Un retour progressif à la normale se fait sentir au niveau des lycées et collèges des différentes académies régionales de l’éducation. Les syndicats maintiennent leur mot d’ordre de grève.
Face à la persistance du mouvement de grève qui dure depuis le démarrage de la rentrée scolaire, le ministère de l’Education nationale a ordonné l'enclenchement de la procédure d’abandon de poste à l’encontre des enseignants grévistes des académies régionales. Un processus qui peut déboucher à la révocation. Cette mesure a-t-elle réussi à désamorcer le mouvement de protestations?
La grève des enseignants des AREF dans certains lycées et collèges est toujours maintenue. Une partie des enseignants grévistes ont repris leur travail cette semaine, nous affirme une source du ministère de l'Education nationale.
Au niveau de l’académie régionale de Casablanca-Settat, le taux de participation à la grève est passé de 50% durant la semaine dernière, à 40% au lundi 18 mars dans les cycles collégial et secondaire. Ce taux est de 0% dans le cycle primaire.
"Ces enseignants sont désormais soumis à la même règlementation appliquée au niveau de la fonction publique", insiste notre source.
Ceci dit, selon l’article 75 bis du code du travail, "le chef d’administration adresse au fonctionnaire coupable d’abandon de poste une mise en demeure l'invitant à reprendre son travail. S’il ne reprend pas son service dans le délai de 7 jours après la notification, le chef d’administration est habilité à prononcer sa révocation. Au cas où le fonctionnaire absent n’a pas été notifié, le chef d’administration ordonne la suspension de la rémunération. Au cas où il ne reprend pas son service dans un délai de 60 jours, il est révoqué. S’il rejoint son poste, son dossier est soumis au conseil de discipline".

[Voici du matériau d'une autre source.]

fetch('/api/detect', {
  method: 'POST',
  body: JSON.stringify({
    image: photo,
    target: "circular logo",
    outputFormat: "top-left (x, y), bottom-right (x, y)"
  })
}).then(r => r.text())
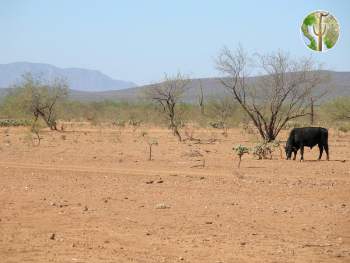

Lundi 18 mars, les directeurs des AREF ont adressé des courriers aux directeurs provinciaux, les invitant à faire recenser les enseignants absents et enclencher à leur encontre la procédure d'abandon de poste. Les listes des concernés devraient être transmises aux AREFs ce jeudi 21 mars.
Du côté des syndicats, l’appel à la grève est maintenu du 26 au 28 mars. Une marche nationale est également prévue dimanche 24 mars à Rabat.
Malgré plusieurs tentatives, le ministère de l'Education nationale a essuyé un refus des syndicats, qui maintiennent, entre autres, la revendication d’intégrer le statut de fonctionnaires de l’Education nationale.
Depuis la rentrée scolaire, le secteur est perturbé par les mouvements de protestation. Quelque 27.000 enseignants ont rejoint le dernier mouvement.
Lors d'un entretien accordé à Médias 24, le ministre de l'Education nationale, Saaid Amzazi avait assuré que son département a fait appel à des vacataires et enseignants titulaires pour assurer des rattrapages des cours aux élèves.
Avec des heures en plus, des effectifs supplémentaires et des mesures disciplinaires, le ministère sera-t-il en mesure de rattraper le temps perdu et assurer un réel retour à la normale?